Except for those occasions, they are fast. No noticeable difference from other PCs with SSD only. Bcache is great. And usually a reboot after that slow boot makes things go back to normal. That's why I took so long to investigate it deeper.
Following instructions I probably found here in askubuntu, I used systemd-analyze
to discover fstrim was causing it.
$ sudo systemd-analyze blame
2min 9.448s fstrim.service
...
The package was found using this:
$ dpkg -S fstrim
util-linux: /sbin/fstrim
util-linux: /usr/share/man/man8/fstrim.8.gz
util-linux: /lib/systemd/system/fstrim.service
util-linux: /lib/systemd/system/fstrim.timer
util-linux: /usr/share/bash-completion/completions/fstrim
My guess is that this fstrim ruins bcache's performance. It is scheduled for running once a week, which is consistent with the observed behaviour. It probably thinks the bcache device is a huge SSD and does its thing making the boot super slow, which also messes with the cache and thus every access after that is a cache miss.

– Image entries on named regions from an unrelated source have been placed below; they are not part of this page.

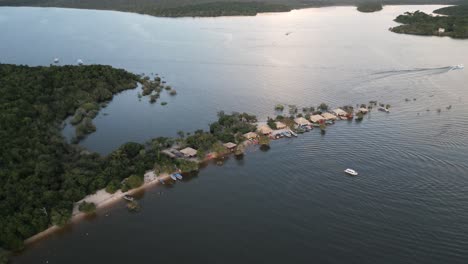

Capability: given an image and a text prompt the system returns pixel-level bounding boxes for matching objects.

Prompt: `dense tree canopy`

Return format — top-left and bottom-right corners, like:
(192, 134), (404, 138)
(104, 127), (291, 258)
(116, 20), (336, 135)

(0, 64), (138, 248)
(0, 64), (256, 254)
(391, 5), (468, 38)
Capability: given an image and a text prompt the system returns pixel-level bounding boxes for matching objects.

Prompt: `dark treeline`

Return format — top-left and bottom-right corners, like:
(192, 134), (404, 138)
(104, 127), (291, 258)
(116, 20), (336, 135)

(145, 2), (291, 17)
(0, 64), (138, 252)
(357, 2), (383, 13)
(0, 0), (458, 17)
(0, 64), (256, 255)
(390, 4), (468, 38)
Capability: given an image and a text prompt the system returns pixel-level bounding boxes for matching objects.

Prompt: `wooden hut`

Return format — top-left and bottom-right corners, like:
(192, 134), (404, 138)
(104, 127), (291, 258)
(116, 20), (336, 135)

(310, 115), (325, 123)
(358, 107), (369, 114)
(322, 113), (337, 120)
(332, 108), (348, 117)
(223, 142), (237, 151)
(180, 148), (197, 158)
(243, 132), (258, 139)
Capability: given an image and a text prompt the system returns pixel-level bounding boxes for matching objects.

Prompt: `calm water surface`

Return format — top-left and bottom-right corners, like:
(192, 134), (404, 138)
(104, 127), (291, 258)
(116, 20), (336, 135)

(0, 6), (468, 263)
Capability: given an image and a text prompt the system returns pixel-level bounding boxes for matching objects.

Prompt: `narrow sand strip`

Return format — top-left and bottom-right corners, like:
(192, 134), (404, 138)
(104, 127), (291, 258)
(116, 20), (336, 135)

(24, 174), (170, 244)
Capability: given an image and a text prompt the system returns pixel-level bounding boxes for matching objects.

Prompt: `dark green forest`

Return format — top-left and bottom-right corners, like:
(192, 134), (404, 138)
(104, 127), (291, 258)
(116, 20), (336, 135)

(390, 5), (468, 38)
(144, 2), (291, 17)
(357, 2), (383, 13)
(0, 64), (256, 252)
(0, 0), (458, 17)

It's kind of fixed on my machines, since I disabled fstrim and it's timer following the instructions here and the slow boot haven't occurred again.
rm /var/lib/systemd/timers/stamp-fstrim.timer
systemctl stop fstrim.service fstrim.timer
systemctl disable fstrim.service fstrim.timer
systemctl mask fstrim.service fstrim.timer
But there's probably better solutions to this. For example: there should be a way to disable fstrim for only one partition editing fstab.
There is, maybe... I have just found it reading ArchLinux's wiki and a link to kernel.org from there. You just add nodiscard
to the line of that bcache filesystem in fstab. I haven't tested it yet. In my case it would be:
...
# /home was on /dev/bcache0 during installation
UUID=0880deae-1eeb-4c07-af01-a3db9d2d6282 /home ext4 defaults,nodiscard 0 2
...
Even better would be bcache to report as not having trim support to lsblk --discard
or fstrim to recognize a bcache partition and avoid it.
Any suggestions? Should I file a bug? Where?